# FiveThirtyEight: 2016 state polls

#### Import Python tools

In [1]:
%load_ext lab_black

In [2]:
import pandas as pd
import geopandas as gpd
import altair as alt
import altair_stiles as altstiles
import numpy as np
import us
import urllib.request, json
import glob
import os
import requests
import pandas as pd
from selenium import webdriver
from selenium.webdriver.chrome.options import Options
from selenium.webdriver.chrome.service import Service
from bs4 import BeautifulSoup
import os
import time

In [3]:
alt.themes.register("stiles", altstiles.theme)
alt.themes.enable("grid")

ThemeRegistry.enable('grid')

In [4]:
pd.options.display.max_columns = 1000
pd.options.display.max_rows = 1000
alt.data_transformers.disable_max_rows()
pd.set_option("display.max_colwidth", None)

In [5]:
today = pd.to_datetime("today").strftime("%Y-%m-%d")

---

## Harvest data 

#### First get a list of state names

In [6]:
all_features = []

for st in us.states.STATES:
    states_dict = {
        "fips": st.fips,
        "name": st.name,
        "abbr": st.abbr,
        "is_continental": st.is_continental,
        "statehood_year": st.statehood_year,
        "capital": st.capital,
        "capital_tz": st.capital_tz,
        "ap_abbr": st.ap_abbr,
        "shapefile_urls": st.shapefile_urls(),
    }
    all_features.append(states_dict)

In [7]:
states = (
    pd.DataFrame(all_features)
    .sort_values("fips", ascending=True)
    .reset_index(drop=True)
)

In [8]:
states = list(states["name"].str.lower().str.replace(" ", "-"))

---

#### Loop through list of states to download json data about each

In [9]:
path = "/Users/stiles/github/chromedriver"
s = Service(path)
driver = webdriver.Chrome(service=s)

In [None]:
data = []
dfs = []

for state in states:
    state_url = f"https://projects.fivethirtyeight.com/2016-election-forecast/{state}/"
    driver.get(state_url)
    time.sleep(1)
    html = driver.page_source
    soup = BeautifulSoup(html, "html.parser")
    table = soup.find("table", {"class": "t-calc"})

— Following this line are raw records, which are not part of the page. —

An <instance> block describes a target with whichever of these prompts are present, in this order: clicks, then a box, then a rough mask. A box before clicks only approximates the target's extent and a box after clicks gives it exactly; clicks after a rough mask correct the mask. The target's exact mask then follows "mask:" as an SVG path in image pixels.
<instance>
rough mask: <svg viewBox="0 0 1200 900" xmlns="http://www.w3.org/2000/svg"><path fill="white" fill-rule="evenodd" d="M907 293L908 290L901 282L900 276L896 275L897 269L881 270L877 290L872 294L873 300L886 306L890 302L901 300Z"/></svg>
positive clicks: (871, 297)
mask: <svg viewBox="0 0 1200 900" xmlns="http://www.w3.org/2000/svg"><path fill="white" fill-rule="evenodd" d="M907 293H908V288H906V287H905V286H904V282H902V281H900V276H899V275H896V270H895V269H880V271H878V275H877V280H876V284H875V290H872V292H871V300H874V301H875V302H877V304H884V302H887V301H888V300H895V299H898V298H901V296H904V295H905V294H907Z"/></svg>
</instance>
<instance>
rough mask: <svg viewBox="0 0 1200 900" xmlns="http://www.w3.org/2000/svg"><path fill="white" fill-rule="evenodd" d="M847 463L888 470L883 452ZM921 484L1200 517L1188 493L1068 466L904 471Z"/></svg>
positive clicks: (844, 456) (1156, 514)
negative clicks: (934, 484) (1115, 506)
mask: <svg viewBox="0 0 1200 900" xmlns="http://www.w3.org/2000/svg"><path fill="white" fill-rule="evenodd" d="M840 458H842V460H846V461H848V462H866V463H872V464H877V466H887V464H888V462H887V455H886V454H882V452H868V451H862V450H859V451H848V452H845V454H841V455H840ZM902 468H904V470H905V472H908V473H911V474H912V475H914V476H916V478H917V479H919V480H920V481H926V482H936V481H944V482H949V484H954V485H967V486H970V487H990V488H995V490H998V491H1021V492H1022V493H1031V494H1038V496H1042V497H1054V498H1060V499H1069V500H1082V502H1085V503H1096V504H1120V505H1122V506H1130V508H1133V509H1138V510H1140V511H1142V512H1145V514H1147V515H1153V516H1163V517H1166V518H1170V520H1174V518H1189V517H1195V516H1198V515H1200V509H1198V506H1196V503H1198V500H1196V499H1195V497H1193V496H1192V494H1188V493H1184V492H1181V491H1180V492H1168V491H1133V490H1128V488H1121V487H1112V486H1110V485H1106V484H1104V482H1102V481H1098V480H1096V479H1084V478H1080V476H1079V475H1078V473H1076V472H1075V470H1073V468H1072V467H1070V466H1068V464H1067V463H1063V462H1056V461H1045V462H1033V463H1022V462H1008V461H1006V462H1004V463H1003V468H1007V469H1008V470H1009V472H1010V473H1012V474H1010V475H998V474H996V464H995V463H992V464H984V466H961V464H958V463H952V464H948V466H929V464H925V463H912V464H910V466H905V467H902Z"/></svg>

    for row in table.select("tbody tr"):
        data.append(
            dict(
                zip(
                    [x.text for x in soup.select("thead th")],
                    [x.text.strip() for x in row.select("th,td")],
                ),
                state_name=state,
            )
        )

In [None]:
df = pd.DataFrame(data)

In [None]:
df.columns = [
    "drop",
    "description",
    "dem_polling",
    "gop_polling",
    "other_polling",
    "extra",
    "state",
    "drop",
]

In [None]:
df = df[df["description"] == "Polling average"].drop(["drop", "extra"], axis=1)

In [None]:
df["dem_polling"] = df["dem_polling"].str.replace("%-", "", regex=False).astype(float)
df["gop_polling"] = df["gop_polling"].str.replace("%-", "", regex=False).astype(float)
df["other_polling"] = (
    df["other_polling"].str.replace("%-", "", regex=False).astype(float)
)

In [None]:
df = df.drop_duplicates().reset_index(drop=True)

In [None]:
df["state"] = df["state"].str.replace("-", "").str.title()

In [None]:
df["year"] = "2016"

In [None]:
df["gop_polling_margin"] = (df["gop_polling"] - df["dem_polling"]).round(2)
df["dem_polling_margin"] = (df["dem_polling"] - df["gop_polling"]).round(2)

In [None]:
df = df[
    [
        "state",
        "description",
        "gop_polling",
        "dem_polling",
        "other_polling",
        "gop_polling_margin",
        "dem_polling_margin",
        "year",
    ]
]

In [None]:
df["description"] = "538 polling average"

In [None]:
df.to_csv("data/processed/2016_polling_average_states_538.csv", index=False)